In FIG. 7, the eccentric face of cam block 21 and rotor plate 14 form compression chamber 32 which is separated from intake chamber 34 by closure valve 18. The seal surface of cam block 20 bears at dead center against closure valve 18 to form a single continuous chamber 35 with rotor plate 14.

OPERATION

Assuming a clockwise rotation of pump shaft 12, fluids enter the pump housing at fitting orifice 26 which communicates with annular housing duct 27. During rotation of rotor plate 14, the fluids from duct 27 are rotatably forced into impeller duct 15 as shown in FIG. 4. The fluids then pass through a slotted duct 28 of closure valve 18. Pressure from the fluids act to spread split piece 18B of the closure valve shown in FIG. 3 thereby improving the chamber seal and compensating for closure valve wear. From duct 28, the fluids enter rotor channel 16, visible in FIG. 4 as a semicircle. Rotor channel 16 fills intake chambers 34 and 35 located to either side of the rotor plate as indicated in FIG. 6. In this manner, the vacuum chambers of the pump are rotationally charged with fluids. Spiral groove 38 as shown in FIG. 2 moves in a helical manner around the surface of the rotor during rotation to function as a compression seal.
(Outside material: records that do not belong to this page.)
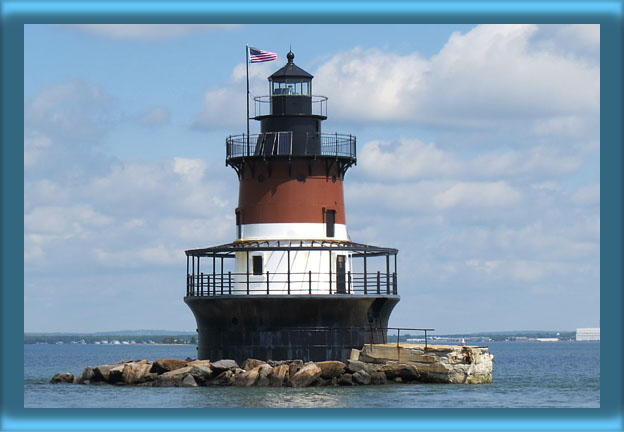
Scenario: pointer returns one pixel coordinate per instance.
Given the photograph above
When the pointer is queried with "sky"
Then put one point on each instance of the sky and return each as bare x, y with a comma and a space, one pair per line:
478, 158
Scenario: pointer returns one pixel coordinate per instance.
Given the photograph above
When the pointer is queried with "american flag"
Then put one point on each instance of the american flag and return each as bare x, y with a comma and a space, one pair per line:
256, 55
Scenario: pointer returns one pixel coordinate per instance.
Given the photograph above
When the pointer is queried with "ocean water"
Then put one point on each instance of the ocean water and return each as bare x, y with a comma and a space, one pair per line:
526, 375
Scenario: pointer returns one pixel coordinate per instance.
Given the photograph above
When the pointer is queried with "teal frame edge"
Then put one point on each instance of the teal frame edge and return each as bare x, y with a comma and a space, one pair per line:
17, 13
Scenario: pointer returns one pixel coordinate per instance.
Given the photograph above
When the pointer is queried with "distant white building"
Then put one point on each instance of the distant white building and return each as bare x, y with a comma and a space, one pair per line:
588, 334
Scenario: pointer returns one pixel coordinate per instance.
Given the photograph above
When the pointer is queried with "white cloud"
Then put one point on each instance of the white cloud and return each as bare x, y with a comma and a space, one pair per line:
224, 106
148, 31
478, 195
587, 195
414, 160
491, 73
73, 110
156, 116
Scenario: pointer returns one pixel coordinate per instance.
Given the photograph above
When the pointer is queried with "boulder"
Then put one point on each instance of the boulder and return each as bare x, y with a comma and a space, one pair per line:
356, 365
264, 375
62, 378
279, 375
225, 378
322, 382
102, 373
222, 366
166, 365
115, 373
346, 379
246, 379
87, 376
331, 369
404, 371
134, 372
147, 379
173, 378
294, 366
361, 377
201, 374
204, 363
188, 381
378, 378
249, 364
309, 373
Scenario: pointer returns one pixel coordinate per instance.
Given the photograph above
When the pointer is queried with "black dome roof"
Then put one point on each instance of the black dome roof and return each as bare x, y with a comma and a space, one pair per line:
291, 70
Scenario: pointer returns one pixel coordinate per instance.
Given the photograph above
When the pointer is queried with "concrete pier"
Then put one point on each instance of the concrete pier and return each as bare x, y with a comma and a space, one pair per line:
435, 363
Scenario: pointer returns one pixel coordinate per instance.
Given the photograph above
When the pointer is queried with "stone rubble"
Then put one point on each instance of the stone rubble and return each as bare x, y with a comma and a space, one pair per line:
373, 365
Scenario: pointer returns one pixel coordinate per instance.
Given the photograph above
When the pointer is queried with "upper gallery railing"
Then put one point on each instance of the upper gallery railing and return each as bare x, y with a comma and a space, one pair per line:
281, 144
264, 105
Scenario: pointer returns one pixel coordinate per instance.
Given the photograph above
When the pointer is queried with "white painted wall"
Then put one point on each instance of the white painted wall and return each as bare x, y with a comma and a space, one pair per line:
292, 231
301, 263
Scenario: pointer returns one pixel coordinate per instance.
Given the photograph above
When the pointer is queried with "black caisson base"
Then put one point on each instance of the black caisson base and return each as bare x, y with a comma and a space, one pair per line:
311, 328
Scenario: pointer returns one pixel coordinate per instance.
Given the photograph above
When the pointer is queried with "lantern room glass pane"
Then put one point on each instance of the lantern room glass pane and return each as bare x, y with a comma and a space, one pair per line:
291, 87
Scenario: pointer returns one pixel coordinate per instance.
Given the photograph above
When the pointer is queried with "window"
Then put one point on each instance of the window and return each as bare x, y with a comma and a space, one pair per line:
257, 265
330, 222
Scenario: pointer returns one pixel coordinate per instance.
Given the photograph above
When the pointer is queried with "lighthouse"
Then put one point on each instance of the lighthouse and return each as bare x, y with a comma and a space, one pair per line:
292, 284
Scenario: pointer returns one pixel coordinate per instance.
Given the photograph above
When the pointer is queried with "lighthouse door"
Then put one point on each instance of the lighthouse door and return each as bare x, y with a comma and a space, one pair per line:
340, 274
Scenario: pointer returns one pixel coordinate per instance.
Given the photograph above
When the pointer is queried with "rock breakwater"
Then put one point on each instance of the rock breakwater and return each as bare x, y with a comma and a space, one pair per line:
373, 365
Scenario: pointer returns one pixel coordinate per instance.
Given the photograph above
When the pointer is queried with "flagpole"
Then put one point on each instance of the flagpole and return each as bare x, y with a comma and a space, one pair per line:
247, 67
Compression and intake chambers of the pump are formed as the reciprocating closure valve functions to limit chamber displacements at both sides of the rotor. In FIG. 7, housing 11 has been rotated counterclockwise 90° from FIG. 6 to demonstrate the effect of shaft rotation on chamber functions and closure valve position. In FIG. 6, intake chambers 34 and 35 are filling. Simultaneously, compression chambers 32 and 33 at the front of the closure valve are emptying their contents into core duct 13 through shaft ports 29 and 30. Duct 30 is shown in communication with cam fitting orifice 31 which exits the housing. As further rotation diminishes the distance between the closure valve seal and the cam bearing surface, fluids will continue to exit both shaft ports until, as in FIG. 7, one of the chambers is fully emptied. In FIG. 7, chamber 33 no longer exists as such since the closure valve is now positioned at dead center against the rotor bearing surface of cam 20. It is also evident in FIG. 7 that the closure valve has moved fully to the right, following the pitch line of the cams, and that the bored axial surface of cam block 20 now functions to block shaft port 30 to prevent blowby of compressed fluids. Cam block 20 has completed its cycle and cam block 21 is at maximum output.

It is understood that rotation of shaft 12 in a counterclockwise movement results in a reversal of the flow cycle and changes the function of the rotor impeller duct. The impeller duct in counterclockwise rotation functions to centrifugally evacuate the compression chambers whereas the intake chambers revert to vacuum fill principles. Obviously, pump requirements dictate the direction of pump rotation. When priming requirements are of foremost importance, the vacuum chambers wil be impeller filled in clockwise rotation. Where exhaust impetus is required, centrifugal force will be used to help evacuate the exhaust chambers in counterclockwise rotation.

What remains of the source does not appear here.